A private land and sea survey corporation says it has noticed possible material from the lost Malaysian jetliner in the Bay of Bengal.
The site identified by GeoResonance is thousands of kilometres from the present search area off the southwest Australian coast.
Malaysian Defence Minister Hishammuddin Hussein said experts are working to verify the Australia-based company's claim.
On the other hand, the Australian agency organizing the multinational search lay off the report, saying it is "satisfied" with its present search location.
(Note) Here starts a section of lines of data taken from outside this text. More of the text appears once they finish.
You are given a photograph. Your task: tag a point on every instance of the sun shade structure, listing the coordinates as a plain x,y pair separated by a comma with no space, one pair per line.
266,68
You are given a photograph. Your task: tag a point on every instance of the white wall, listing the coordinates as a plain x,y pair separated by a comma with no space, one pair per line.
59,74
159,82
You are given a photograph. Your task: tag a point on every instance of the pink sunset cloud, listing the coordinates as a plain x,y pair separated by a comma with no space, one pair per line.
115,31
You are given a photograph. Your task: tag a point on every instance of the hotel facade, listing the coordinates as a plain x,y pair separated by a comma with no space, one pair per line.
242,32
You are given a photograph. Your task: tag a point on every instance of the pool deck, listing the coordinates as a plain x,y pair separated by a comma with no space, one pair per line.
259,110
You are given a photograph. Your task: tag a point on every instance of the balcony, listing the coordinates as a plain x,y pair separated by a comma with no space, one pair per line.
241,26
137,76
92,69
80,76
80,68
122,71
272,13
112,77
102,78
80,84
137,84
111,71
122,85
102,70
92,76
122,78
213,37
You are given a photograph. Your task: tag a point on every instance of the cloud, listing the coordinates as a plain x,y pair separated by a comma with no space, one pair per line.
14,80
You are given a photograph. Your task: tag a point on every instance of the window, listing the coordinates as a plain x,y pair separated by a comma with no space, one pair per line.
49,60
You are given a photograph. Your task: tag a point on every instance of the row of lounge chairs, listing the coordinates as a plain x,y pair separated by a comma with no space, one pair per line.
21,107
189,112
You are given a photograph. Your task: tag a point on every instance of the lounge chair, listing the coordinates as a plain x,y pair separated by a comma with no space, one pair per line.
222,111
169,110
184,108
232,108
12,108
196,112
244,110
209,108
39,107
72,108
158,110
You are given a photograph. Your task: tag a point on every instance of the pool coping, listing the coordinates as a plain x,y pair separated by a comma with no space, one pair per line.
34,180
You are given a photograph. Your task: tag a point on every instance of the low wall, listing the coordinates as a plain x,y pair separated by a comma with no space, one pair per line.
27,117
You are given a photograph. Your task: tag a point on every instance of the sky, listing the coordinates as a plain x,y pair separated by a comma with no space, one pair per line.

Private detective dogged the current search area using satellite data and what they trust are signals from the plane's flight data recorder.
GeoResonance used imaging and radiation technology to search the ocean floor for resources such as aluminium, titanium and jet fuel, which belong to a Boeing 777.
The corporation says it is not ready to state that the material it situated belongs to the missing jet, but says it wants the answers to be examined.
The Malaysian Airlines flight was carrying 239 travellers when it vanished on March 8 during a flight from Kuala Lumpur to Beijing.
The Malaysian government trusts someone with aeronautics knowledge deliberately diverted the plane, but a study has turned up no solid leads.
A huge search linking dozens of aircraft, ships, sonar listening devices, and a robotic undersea has also failed to locate the plane.
The hunt is now focused at the bottom of the sea; after establishments acknowledged there is little chance that any floating debris will be found.